Categorizing grammatical error explanations

I recently worked on a research project attempting to group grammatical errors into categories that could be explained similarly, and develop a process to automatically generate explanations for a particular category. This ultimately didn't pan out as a research idea, but the time I spent working on it gave me some perspective on how one might categorize errors for the purpose of explaining them. This post will be about some of the categorizations I settled on for trying to explain errors, and what I found interesting about them - it will not include technical implementation details from said research, although I will link to a few papers and other outside resources. A couple disclaimers up front:

  1. These categories are subjective, and only really useful as a way to group together errors that can be explained similarly.
  2. There is very rough information about the distribution of these categories at the end of the post, but they are mostly presented in the order I thought would be enjoyable to read, not from most to least common.
  3. A post covering every possible type of error would be too long for most people to read, and too long for me to write, so this post won't attempt to do that.
  4. These categories aren't limited to English, but the examples are English and some categories may be primarily applicable to English.

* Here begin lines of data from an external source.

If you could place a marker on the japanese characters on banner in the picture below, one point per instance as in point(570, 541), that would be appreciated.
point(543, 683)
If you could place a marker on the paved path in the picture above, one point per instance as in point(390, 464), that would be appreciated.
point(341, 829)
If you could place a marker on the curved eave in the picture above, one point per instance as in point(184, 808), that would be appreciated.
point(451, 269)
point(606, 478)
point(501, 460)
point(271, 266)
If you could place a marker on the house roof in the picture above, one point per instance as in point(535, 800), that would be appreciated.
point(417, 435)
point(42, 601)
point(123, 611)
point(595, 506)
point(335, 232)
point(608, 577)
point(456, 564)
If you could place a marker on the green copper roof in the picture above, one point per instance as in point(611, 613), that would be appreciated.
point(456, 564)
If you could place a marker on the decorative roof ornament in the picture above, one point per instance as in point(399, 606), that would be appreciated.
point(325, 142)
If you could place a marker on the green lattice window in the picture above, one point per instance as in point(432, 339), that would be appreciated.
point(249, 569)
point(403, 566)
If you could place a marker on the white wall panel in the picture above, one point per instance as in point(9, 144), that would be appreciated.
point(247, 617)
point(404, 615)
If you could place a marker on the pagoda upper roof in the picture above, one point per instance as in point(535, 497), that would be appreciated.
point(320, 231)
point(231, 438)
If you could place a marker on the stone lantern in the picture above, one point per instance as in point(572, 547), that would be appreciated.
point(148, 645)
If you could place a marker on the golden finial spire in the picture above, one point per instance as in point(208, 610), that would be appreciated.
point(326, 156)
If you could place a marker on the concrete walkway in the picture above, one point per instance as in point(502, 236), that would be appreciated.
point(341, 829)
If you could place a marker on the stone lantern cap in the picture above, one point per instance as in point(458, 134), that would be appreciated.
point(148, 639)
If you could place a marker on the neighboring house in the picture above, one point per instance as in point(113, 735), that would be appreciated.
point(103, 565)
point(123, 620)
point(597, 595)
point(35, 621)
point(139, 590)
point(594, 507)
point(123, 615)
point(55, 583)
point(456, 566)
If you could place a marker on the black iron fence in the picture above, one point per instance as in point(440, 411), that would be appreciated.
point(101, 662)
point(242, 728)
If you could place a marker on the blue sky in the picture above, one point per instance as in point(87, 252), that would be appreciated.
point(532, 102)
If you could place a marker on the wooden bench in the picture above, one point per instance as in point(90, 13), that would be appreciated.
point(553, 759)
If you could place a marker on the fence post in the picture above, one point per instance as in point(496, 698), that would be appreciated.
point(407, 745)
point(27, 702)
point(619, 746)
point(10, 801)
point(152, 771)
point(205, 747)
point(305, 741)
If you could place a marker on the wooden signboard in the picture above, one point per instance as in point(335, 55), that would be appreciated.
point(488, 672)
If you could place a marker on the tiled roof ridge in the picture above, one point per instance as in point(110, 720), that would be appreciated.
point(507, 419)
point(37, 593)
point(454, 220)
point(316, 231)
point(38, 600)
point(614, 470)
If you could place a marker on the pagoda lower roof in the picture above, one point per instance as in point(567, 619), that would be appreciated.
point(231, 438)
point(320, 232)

How are errors normally classified?

There isn't really a standard set of categories for grammatical errors, so categorizations can vary wildly depending on the goals of the project. The closest thing that the natural language processing community has to a standard set of categories is provided by an automatic classification tool called ERRANT, which categorizes errors in pairs of erroneous and corrected sentences based on the content that was changed in the corrected version.

ERRANT classification examples

ERRANT is a great tool for analysis, but its categories are not exceptionally useful for explaining to someone why their error is an error, and it classifies about 20% of errors as OTHER1. Note that this prevalence of OTHER type errors is not a reflection of some kind of failure on ERRANT's part; some portion of errors simply do not fit cleanly into any kind of category.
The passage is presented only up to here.